Donald Black, Bho m’ Chridhe (From My Heart). Album Review.

Liverpool Sound and Vision Rating * * * *

Arguably the biggest crime against art is not that committed by the sneering critic, by the one who feels it is their duty to act like a frustrated and embittered teacher, to admonish anyone who has the heart to play and create something beautiful and ever-lasting. It is not the critic who commits the crime, it is the performer when they don’t play with the passion injected into them with the skill they have been blessed with.

All you ever ask for as a listener at the gate is that someone will play with that heart, that stirring beast in which we all wish we could harness; sometimes it just doesn’t appear, quite often though we are allowed to see the enthusiasm, the fury and the love at first hand and in Donald Black’s Bho m’ Chridhe (From My Heart), the listener is seen as an extension of the art on offer.

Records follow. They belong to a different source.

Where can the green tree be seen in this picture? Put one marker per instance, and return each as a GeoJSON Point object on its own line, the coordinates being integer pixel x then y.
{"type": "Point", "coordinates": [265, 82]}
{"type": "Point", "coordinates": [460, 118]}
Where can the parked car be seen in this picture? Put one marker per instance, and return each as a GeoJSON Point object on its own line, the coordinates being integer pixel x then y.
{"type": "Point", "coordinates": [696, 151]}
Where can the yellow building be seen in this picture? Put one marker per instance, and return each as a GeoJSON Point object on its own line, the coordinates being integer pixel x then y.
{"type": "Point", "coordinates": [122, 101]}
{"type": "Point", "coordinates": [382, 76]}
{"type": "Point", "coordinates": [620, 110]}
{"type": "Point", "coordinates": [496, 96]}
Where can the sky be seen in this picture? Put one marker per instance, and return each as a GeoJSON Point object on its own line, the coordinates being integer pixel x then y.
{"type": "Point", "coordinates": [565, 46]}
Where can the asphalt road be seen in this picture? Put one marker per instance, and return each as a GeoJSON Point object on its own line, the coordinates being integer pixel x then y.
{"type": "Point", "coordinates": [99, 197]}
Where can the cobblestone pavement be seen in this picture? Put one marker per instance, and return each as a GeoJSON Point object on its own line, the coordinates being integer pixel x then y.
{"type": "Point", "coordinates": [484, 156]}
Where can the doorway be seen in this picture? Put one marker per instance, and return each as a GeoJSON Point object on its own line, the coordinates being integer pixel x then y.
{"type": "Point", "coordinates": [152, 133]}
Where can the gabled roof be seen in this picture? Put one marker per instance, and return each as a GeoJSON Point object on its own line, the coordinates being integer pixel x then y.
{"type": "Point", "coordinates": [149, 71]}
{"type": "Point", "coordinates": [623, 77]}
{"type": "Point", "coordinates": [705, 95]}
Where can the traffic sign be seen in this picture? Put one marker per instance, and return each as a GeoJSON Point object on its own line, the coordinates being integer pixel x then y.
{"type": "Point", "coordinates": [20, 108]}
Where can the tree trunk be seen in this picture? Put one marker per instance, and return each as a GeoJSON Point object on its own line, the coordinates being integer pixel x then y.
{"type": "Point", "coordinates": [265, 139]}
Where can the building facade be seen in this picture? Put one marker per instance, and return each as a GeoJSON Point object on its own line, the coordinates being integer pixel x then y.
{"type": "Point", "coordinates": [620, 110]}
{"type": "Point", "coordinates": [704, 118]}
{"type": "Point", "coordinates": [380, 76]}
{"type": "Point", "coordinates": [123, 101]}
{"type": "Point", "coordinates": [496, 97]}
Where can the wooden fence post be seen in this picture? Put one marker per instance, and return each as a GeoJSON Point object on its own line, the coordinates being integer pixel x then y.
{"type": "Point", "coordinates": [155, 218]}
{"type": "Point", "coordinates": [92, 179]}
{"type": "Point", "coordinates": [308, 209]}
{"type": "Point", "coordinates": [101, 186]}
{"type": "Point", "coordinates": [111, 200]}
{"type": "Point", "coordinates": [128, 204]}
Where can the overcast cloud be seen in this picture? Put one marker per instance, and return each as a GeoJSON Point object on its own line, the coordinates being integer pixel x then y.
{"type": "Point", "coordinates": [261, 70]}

It is the art of the harmonica that shines in the album, perhaps an instrument that does not get the recognition that it deserves outside of the delta Blues genre but one, when utilised with charm and guile, can leave the listener understanding why it can be so powerful a weapon of sincerity and cool, that it can act as a mouth driven sonar, bouncing back, adding a distinctive echo that captivates and encourages the potential in others to rise up and take notice.

The traditional songs tackled and won over are added to by the weight of acclaim rightly given by the addition of players such as Malcolm Jones, Charlie McCoy, Alec Dalglish, Allan Henderson, Donnie MacKenzie, Martainn Skene, Mario Collosimo, Andrew MacPherson and Addie Harper Jnr. In this huge combination across the 16 songs, the heart doesn’t just embrace, it finds a way to support and be respected for the pureness of the artist and his own beating machine in his body.

In the traditional tracks of Pipe Reels, Gaelic Memories, New Island Waltz, Slow Air and the marvellous Canadian Scottish (Two Step/Clog/Reels), Donald Black leaves more than his mark on the genre, he takes the harmonica and turns it into a series of softly delivered caresses that leave the listener exhilarated and wanting more.

Bho m’ Chridhe (From My Heart), is where life begins, the well played notes from even the smallest of instruments can still shake the foundations of a belief and have it adopt is stance to welcome the new addition.